Last month, Trump posted on his Truth Social social media site that “the cost of Obamacare is out of control, plus, it’s not good Healthcare.” While he said he is looking at alternatives, he has not shared any plans. But Trump said he would not give up on terminating it — recalling when the late Sen. John McCain, R-Ariz., blocked the then-president's effort to repeal the law in July 2017.

During Trump's administration, Republicans managed to pass a provision that reduced the penalty for not having health insurance to zero, the most unpopular part of the law and something that people in South Florida say made them feel more at ease with the plans.

The Miami Herald, in a recent editorial, called the plans by Trump — also echoed by Florida Gov. Ron DeSantis, another 2024 GOP presidential candidate — “exceedingly out of touch with voters."

Biden’s campaign quickly mobilized a response and the chair of the Florida Democratic Party, Nikki Fried, specifically mentioned an area where “Obamacare” is popular.

“Miami-Dade County would be hardest hit by Trump’s anti-health care agenda,” Fried said.

According to a KFF poll conducted in May 2023, 59% of Americans say they have a favorable opinion of the Affordable Care Act. The same poll by the nonprofit organization focused on health policy found that 66% of Hispanics say they have a favorable opinion of the law.

According to APVoteCast, a wide-ranging survey of U.S. voters, 62% of 2022 midterm voters in Florida said it should be the responsibility of the federal government to make sure that all people in the country have health care coverage. About one-third of Florida voters in the 2022 midterm elections said that shouldn’t be the government’s job. Among Latino or Hispanic midterm voters in Florida, 77% said ensuring health care coverage for all should be the responsibility of the federal government, while 1 in 5 said it should not be.

Zulina Ruiz, a 72-year-old retired lawyer from Venezuela, said she found out about the Affordable Care Act options quickly after arriving in the U.S. in 2017. She said she is particularly grateful for having access to drugs to treat her high blood pressure. Green-card holders, refugees and other migrants who have been granted temporary protected status or who have come recently with humanitarian parole also qualify for coverage under the law.

“This is very important for me. I don’t think a candidate can just make this program disappear,” she said. “They would leave millions of low-income people without insurance.”

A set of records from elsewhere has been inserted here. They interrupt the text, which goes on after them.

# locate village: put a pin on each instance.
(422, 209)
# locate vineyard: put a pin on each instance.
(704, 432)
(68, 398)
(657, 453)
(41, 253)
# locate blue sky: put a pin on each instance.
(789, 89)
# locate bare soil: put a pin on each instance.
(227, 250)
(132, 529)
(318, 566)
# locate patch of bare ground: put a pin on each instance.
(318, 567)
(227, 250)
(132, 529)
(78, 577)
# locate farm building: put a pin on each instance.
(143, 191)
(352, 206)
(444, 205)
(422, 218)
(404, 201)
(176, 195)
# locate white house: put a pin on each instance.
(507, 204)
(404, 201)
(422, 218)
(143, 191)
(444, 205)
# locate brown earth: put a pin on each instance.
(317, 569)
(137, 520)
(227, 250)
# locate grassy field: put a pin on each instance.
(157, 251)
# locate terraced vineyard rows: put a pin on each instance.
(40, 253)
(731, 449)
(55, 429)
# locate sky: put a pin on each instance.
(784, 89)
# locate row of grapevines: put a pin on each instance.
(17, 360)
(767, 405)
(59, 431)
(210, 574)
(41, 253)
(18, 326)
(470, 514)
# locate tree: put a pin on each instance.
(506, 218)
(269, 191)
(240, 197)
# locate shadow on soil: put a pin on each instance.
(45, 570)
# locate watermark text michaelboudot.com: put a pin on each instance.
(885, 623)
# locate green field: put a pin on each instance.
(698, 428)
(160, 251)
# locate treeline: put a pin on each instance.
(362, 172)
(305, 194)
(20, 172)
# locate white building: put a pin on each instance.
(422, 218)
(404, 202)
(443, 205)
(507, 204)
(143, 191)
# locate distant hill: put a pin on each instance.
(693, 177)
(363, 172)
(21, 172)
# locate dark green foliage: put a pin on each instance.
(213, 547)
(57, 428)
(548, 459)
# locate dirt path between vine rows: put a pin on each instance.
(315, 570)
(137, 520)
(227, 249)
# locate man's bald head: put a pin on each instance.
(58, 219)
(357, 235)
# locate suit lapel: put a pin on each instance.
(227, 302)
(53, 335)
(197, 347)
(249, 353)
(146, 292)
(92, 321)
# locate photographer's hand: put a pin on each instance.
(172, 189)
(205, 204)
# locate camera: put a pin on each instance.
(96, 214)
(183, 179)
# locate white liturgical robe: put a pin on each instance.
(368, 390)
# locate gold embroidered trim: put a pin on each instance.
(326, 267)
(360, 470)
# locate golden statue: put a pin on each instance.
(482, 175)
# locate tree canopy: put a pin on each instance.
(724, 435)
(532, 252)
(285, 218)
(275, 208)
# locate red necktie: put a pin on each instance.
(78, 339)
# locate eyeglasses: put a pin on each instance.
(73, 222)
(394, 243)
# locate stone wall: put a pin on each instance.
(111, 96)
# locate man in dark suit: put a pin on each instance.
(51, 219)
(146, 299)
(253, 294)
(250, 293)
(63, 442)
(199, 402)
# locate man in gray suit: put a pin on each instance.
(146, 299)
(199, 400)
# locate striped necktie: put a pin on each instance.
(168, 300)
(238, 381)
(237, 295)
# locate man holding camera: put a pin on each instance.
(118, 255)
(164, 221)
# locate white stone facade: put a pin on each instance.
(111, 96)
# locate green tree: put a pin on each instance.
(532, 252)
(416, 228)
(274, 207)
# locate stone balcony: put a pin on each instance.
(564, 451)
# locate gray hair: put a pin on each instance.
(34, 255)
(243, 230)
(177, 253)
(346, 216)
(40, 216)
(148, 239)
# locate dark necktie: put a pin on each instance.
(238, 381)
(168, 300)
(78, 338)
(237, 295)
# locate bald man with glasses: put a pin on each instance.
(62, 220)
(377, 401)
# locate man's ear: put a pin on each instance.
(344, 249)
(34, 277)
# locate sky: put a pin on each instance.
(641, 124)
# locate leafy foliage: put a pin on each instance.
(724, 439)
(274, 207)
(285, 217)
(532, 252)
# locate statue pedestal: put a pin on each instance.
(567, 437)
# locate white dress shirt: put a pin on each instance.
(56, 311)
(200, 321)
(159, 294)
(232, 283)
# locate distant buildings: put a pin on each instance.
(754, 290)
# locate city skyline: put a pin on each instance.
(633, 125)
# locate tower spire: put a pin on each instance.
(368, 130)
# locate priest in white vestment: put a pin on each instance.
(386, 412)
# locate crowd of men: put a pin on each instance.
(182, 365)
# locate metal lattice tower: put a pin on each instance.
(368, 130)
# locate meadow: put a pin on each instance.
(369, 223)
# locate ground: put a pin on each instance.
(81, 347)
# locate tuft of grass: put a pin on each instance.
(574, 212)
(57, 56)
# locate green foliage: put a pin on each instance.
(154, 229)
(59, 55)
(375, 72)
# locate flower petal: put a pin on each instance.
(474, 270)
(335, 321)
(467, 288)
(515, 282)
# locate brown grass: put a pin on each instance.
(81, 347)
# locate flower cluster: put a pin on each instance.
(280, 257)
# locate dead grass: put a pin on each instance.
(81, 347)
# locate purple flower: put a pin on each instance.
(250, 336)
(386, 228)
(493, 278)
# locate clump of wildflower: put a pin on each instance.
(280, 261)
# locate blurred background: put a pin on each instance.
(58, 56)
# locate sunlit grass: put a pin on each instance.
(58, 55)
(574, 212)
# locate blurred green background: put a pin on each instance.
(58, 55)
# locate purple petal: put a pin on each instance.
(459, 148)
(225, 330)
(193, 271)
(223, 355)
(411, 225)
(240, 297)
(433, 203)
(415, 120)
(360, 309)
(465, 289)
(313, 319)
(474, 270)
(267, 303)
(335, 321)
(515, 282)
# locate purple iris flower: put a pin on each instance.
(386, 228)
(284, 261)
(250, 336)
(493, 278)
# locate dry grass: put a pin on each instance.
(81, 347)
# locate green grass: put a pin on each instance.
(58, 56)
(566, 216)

Ruiz became a U.S. citizen in May, but has not registered with any party. She does not know whom she will vote for next year.

“I am still not decided, and we don’t have official candidates yet,” Ruiz said, adding that she still feels more connected politically to Venezuela. Much of the growing support for Republicans in Miami is owed to Trump’s record opposing socialist leaders across Latin America, including imposing White House sanctions on Venezuelan officials.

“But health policy is a top priority for me,” Ruiz said.

The Biden campaign has run advertising in battleground states contrasting his efforts to lower drug costs with Trump’s renewed promise to repeal the health overhaul. The ad campaign did not include markets in Florida.

Arevalo, one of the “Obamacare godmothers,” thinks voters in Miami may not necessarily approve of all the positions of the candidates they ultimately back.

But as far as a local verdict on “Obamacare,” and despite initial hesitations about it, the program grew on people in Miami once they understood it, she said.

“When Trump was elected, some people came and said they wanted nothing to do with Obamacare. We said ‘Obamacare, Trumpcare, whatever,’” she said of what they told people. “The important thing is that everybody has access to health insurance and that they can take care of their health.”